For the time being, I’m dealing with this day-to-day, and as of this morning have started going to physical therapy appointments. I have mixed feelings about physical therapy, as I haven’t had a history of good luck with it with my back pain, and these days I’m not altogether confident that the people prescribing the exercises for me to do know any more about whether or not they work than I do. That said, I’m going to give it a shot either way and see how it goes. Here’s hoping.
One of the things I still want to try and do is find some more engaging, nonrepetitive activities to do while I’m not working. Right now when I’m not working, I’m usually either doing an errand or watching Netflix. It’s healthier than typing, but some form of healthy movement would almost certainly be better, both in the sense that it would be more engaging (and being in flow is one of the best things for the neurological side of pain, in my understanding), and that non-aggravating movement is generally healthy. Finding ways to do this is challenging, because I’m almost always nervous that any particular new thing I’m trying might make the issues worse, and that nervousness can cause enough stress to create pain where there might not have been any as a result of the actual activity itself. If I always wrote off every activity I tried in the first sign of trouble, I’d be doing nothing but lying in bed all day.
So I guess I’m setting it has a general goal to be comfortable being a little more experimental movement-wise, and to keep thinking about new things I can try doing that will involve me moving around a bit.
Ending on a slightly up note, I have resumed doing the Big Five workouts from Body by Science after almost a year of not doing them on account of my shoulders. I’ve resumed the exercises at the weight that I started doing them at the very beginning, which is a little discouraging, but the first few workouts have not resulted in any alarming shoulder pain. A little bit of shoulder pain, to be sure, but this is one of those cases where bluff calling seems to have been the right choice of action.
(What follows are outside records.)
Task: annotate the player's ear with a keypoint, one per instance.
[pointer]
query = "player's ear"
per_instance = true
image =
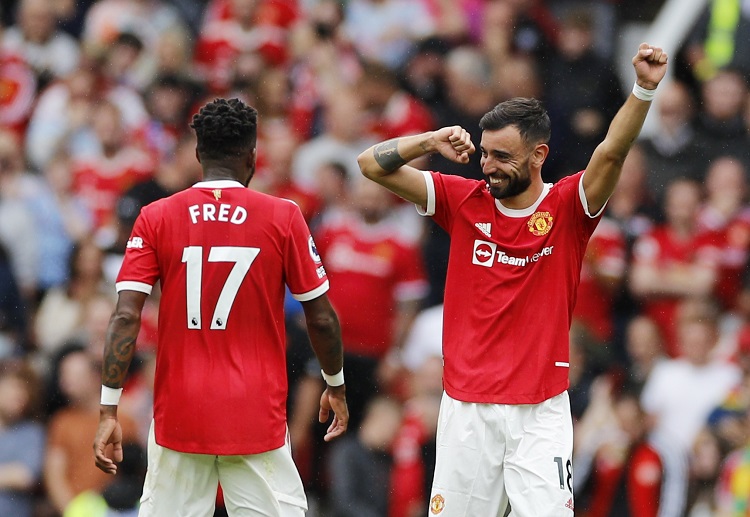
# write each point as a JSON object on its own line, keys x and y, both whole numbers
{"x": 539, "y": 155}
I’m three weeks and three workouts in, and so far so good. It’s definitely helpful to have at least one thing in my life where I feel like I’m making progress that I can measure. Though, to be fair, I’m also getting very good with CSS selectors on account of my work.
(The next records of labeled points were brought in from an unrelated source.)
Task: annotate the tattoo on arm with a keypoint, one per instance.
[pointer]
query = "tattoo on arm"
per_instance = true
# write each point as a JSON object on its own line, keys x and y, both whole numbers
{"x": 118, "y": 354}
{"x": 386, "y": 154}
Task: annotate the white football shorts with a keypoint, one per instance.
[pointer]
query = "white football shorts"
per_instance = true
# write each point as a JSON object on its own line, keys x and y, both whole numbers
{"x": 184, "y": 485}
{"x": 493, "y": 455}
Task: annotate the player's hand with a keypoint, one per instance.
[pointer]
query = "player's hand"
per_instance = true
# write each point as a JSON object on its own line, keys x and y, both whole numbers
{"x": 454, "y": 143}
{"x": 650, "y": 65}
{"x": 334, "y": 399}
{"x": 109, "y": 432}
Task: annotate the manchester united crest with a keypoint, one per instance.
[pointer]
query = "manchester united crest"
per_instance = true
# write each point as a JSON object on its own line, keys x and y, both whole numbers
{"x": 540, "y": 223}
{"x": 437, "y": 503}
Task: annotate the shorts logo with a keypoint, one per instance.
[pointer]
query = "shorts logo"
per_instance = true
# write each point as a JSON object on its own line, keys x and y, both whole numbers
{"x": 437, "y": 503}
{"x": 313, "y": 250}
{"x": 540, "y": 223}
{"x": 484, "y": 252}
One final note, mostly for myself to remember: the arm pain in general has been bouncing around a lot. I know this is typical for neuropathic pain, and I’m uncertain how typical it is for tendinitis. Early this morning, I was experiencing sufficient pain to be pretty discouraged in general. Midafternoon, I was experiencing almost no pain and feeling pretty good about things. Right now, I’m somewhere between the two. The pain has also been occurring, at different times, in places as varied as fingers, forearm, both sides of the elbow, the lower upper arm, and, rarely, shoulder. Whether this is a result of my experimentation with making my workspace more ergonomic (probably not the whole story, because the changes have not consistently directly corresponded to workplace rearrangements), a result of the pain being largely neurological (pain that bounces around like this is fairly typical of neuropathic pain, in my understanding), or just somehow the way the tissue damage works out, I am not sure, but regardless, it helps to remember that random ups are about as common as random downs when I’m in the middle of a random down, and feeling like over-extrapolating.